Benjamin Graham and the intrinsic value calculation
Value investing was first popularized by Benjamin Graham, the teacher and mentor to Warren Buffett, who also co-authored with David Dodd in 1934, one of the most important books in finance, Security Analysis. Warren Buffets most important book in finance, Security Analysis.
Benjamin Graham is considered to be the father of value investing, and is the mentor of modern-day value investors such as Warren Buffett. Graham is considered to be the father of value investing, and his two books, Security Analysis and the smart investor, defined his investing philosophy, particularly on what it means to be a value investor.
How to calculate the intrinsic value of a share?
The intrinsic value can be calculated in two ways: either by fundamental analysis or by technical analysis. Fundamental analysis calculates the intrinsic value of a stock based on its economic ratios. These include, for example, earnings per share (EPS), price/earnings ratio (P/E) and cash flow per share.
Technical analysis, on the other hand, takes into account the price development of a stock and tries to identify patterns and trends. Both methods have their advantages and disadvantages and should therefore be combined to get the best possible purchase price for a particular stock.
If you think a stock is undervalued, buy it at its intrinsic value and expect the stock's price to rise and you to make a profit. Many investors hold stocks until they reach their intrinsic value. Once the stock reaches its intrinsic value, they sell the stock and reinvest their money in other undervalued stocks.
What is the formula of the intrinsic value of a stock?
Intrinsic value is the true value of a stock, minus all debt and other factors. It is the amount you will receive if you sell the stock.
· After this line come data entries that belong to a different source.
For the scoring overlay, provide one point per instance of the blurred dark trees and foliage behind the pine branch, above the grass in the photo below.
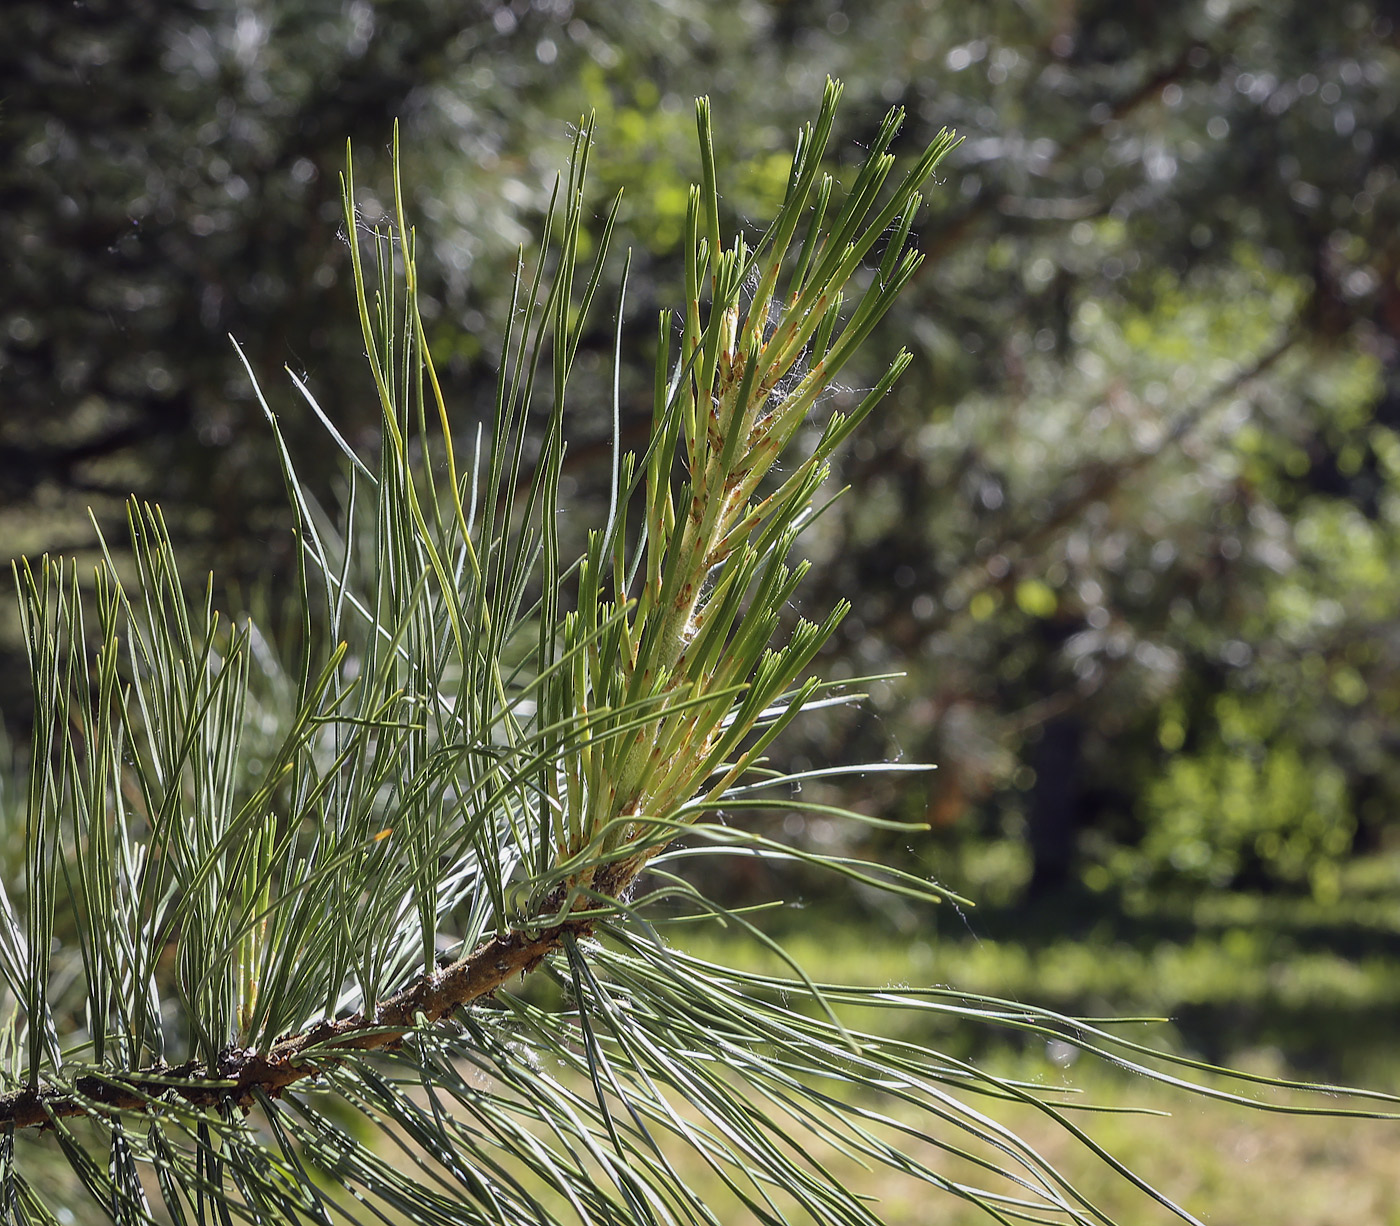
(1129, 527)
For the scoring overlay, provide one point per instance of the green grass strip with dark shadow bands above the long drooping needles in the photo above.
(1235, 973)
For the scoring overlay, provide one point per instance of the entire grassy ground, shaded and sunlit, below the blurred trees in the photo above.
(1280, 986)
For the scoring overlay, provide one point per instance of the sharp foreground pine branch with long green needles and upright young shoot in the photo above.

Intrinsic value is important because it tells you whether a stock is undervalued or overvalued.
If you know the intrinsic value, you can decide whether to buy or sell the stock.
The following stock formula applies
Conclusion - The intrinsic value as a guide for buying or analyzing shares
The intrinsic value of a stock is the amount you would receive if you sold the stock at the current price. This value can be calculated using a number of factors, including the current price, dividend yield, and earnings per share. Intrinsic value is a major factor in deciding whether you should buy or sell a stock.
Intrinsic value is a good indication of a stock's value, but there are other factors to consider. For example, a stock may be undervalued because it is trading in a difficult market environment. In this case, it could be that the stock will soon rise once the market recovers.
A company's future prospects can also affect its intrinsic value. If a company is expected to grow strongly, this could mean that the stock will soon rise.
The intrinsic value is only one indication of the actual value of a stock. It is important to consider other factors as well before making a decision to buy or sell a stock.